This post originated from an RSS feed registered with Agile Buzz
by Keith Ray.
Original Post: Premature Optimization
Feed Title: MemoRanda
Feed URL: http://homepage.mac.com/1/homepage404ErrorPage.html
Feed Description: Keith Ray's notes to be remembered on agile software development, project management, oo programming, and other topics.
So what to optimize is easy: those parts of the program that are consuming the time. But local optimizations that ignore global performance issues are meaningless. And first-order effects (total time spent in the allocator, for example), may not be the dominant effects. Measure, measure, measure.
(He has examples of second-order and third-order effects.)
Why doesn't efficiency matter when you're updating menus or controls? Look at the human factors. A mouse is held approximately 2 feet from the ear. Sound travels at approximately 1100 ft/sec. This means that it takes approximately 2ms for the sound of the mouse click or keystroke to reach the ear. The neural path from the fingertip to the brain of an adult is approximately 3 feet. Propagation of nerve impulses is approximately 300 ft/sec, meaning the sensation of the mouse click or keystroke takes approximately 10ms to reach the brain. Perceptual delay in the brain can add between 50 and 250ms more.
Now, how many Pentium instructions can you execute in 2ms, 10ms, or 100ms? In 2ms, on a 500MHz machine that's 1,000,000 clock cycles, so you can execute a lot of instructions in that time. Even on a now-clunky 120MHz Pentium there is no noticeable delay in handling the controls.
And yet, UI on some Microsoft [and Apple :-( ] products is sometimes slower than my (not terribly fast) typing-speed... but seems to come from poor algorithms and data structures (or n-th order effects like cache-misses), not some skanky c/c++ "function-call efficiency" issues.
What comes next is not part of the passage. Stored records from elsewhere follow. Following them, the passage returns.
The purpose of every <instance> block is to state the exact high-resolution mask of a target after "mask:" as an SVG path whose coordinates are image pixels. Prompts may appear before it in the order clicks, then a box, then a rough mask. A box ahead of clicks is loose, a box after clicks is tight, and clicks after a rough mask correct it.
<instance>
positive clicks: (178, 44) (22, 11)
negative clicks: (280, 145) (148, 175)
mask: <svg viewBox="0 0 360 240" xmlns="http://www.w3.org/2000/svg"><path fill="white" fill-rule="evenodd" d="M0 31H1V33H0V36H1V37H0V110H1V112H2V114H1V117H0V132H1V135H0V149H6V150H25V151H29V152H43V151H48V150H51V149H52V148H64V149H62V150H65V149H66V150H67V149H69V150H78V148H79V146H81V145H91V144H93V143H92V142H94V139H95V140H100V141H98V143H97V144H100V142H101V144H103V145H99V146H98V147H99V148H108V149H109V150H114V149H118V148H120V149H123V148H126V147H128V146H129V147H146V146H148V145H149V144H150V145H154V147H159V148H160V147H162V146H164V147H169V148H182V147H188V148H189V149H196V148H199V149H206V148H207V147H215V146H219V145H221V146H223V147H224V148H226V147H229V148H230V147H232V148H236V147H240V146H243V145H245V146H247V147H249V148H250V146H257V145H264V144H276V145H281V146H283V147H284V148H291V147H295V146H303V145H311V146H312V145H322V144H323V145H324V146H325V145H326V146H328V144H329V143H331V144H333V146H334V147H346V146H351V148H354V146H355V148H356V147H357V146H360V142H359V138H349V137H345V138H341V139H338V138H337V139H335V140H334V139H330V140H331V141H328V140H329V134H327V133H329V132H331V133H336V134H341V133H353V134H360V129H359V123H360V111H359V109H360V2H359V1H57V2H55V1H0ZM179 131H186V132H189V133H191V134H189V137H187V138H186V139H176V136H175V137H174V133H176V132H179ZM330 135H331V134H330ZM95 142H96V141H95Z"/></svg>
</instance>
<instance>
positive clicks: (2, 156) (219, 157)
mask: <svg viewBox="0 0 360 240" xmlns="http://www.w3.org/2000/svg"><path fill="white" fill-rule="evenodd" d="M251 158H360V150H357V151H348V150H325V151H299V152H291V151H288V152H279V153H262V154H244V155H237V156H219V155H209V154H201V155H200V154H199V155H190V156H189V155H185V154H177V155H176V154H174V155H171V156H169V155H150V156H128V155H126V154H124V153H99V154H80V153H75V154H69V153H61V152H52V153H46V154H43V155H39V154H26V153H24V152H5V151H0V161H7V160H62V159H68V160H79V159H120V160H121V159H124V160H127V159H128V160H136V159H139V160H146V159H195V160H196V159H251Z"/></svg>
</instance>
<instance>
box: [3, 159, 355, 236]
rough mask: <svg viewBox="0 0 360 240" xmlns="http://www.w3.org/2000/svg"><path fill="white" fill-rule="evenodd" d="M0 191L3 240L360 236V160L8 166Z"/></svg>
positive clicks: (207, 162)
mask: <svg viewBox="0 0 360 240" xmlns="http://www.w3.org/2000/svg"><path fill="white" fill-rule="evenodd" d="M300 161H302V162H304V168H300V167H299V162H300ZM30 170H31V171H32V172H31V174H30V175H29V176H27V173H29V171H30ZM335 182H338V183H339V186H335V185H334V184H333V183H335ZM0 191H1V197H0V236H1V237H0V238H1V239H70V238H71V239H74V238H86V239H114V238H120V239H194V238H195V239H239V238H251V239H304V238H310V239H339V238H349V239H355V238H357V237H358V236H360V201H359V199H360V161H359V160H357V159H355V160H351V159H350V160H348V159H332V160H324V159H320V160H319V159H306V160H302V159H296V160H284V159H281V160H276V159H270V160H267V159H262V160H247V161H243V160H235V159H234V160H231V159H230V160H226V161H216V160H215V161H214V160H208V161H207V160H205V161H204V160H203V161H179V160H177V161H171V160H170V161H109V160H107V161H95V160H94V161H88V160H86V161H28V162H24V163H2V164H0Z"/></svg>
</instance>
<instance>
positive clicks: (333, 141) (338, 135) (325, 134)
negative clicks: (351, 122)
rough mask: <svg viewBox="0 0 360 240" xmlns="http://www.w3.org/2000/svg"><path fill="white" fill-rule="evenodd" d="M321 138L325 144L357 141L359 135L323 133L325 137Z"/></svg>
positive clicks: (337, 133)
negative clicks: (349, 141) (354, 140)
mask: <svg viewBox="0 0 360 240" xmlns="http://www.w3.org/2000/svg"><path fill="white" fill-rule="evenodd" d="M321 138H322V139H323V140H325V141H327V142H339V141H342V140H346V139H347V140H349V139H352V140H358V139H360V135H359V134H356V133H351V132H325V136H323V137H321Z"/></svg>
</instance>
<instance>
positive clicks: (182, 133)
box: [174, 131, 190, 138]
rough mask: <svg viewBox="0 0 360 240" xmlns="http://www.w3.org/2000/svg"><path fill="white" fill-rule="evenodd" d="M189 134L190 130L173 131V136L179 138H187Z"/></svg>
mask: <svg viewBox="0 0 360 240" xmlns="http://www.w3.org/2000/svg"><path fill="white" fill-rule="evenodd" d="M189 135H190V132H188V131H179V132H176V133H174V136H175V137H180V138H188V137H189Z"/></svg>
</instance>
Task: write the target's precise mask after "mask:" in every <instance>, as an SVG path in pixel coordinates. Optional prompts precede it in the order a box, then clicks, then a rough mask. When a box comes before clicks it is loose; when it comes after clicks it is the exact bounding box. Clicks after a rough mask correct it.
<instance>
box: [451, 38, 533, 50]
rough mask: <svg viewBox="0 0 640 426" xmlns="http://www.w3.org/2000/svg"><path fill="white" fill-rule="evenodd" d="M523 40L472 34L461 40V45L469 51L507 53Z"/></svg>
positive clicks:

[benchmark optimization based on cache archituture]... That's a factor of 20 performance improvement based solely on fourth-order effects, cache line hits. If you're doing image processing, particularly of large images, an awareness of cache issues (even relatively machine-independent) can buy you an order of magnitude performance.
...
Perhaps the best example of pure programmer stupidity in "optimizing" code occurred when I was porting a large library we used for our research project. Think of it as a 16-bit-to-32-bit port [...] after 12 solid hours of debugging [...] Another 5 hours [...] instead of seeing something like something->p1 = NULL; something->p2= NULL;, I found the moral equivalent of (*(DWORD*)&something.p1) = 0! When I confronted the programmer, he justified it by explaining that he was now able to zero out two pointers with only a single doubleword store instruction [...] Of course, when the pointers became 32-bit pointers, this optimization only zeroed one of the two pointers, leaving the other either NULL (most of the time), or, occasionally, pointing into the heap in an eventually destructive manner. I pointed out that this optimization happened once, at object creation time; the average application that used our library created perhaps six of these objects, and that according to the CPU data of the day before I'd spent not only 17 hours of my time but 6 hours of CPU time, and that if we fixed the bug and ran the formerly-failing program continuously, starting it up instantly after it finished, for fourteen years, the time saved by his clever hack would just about break even with the CPU time required to find and fix this piece of gratuitous nonsense. Several years later he was still doing tricks like this; some people never learn.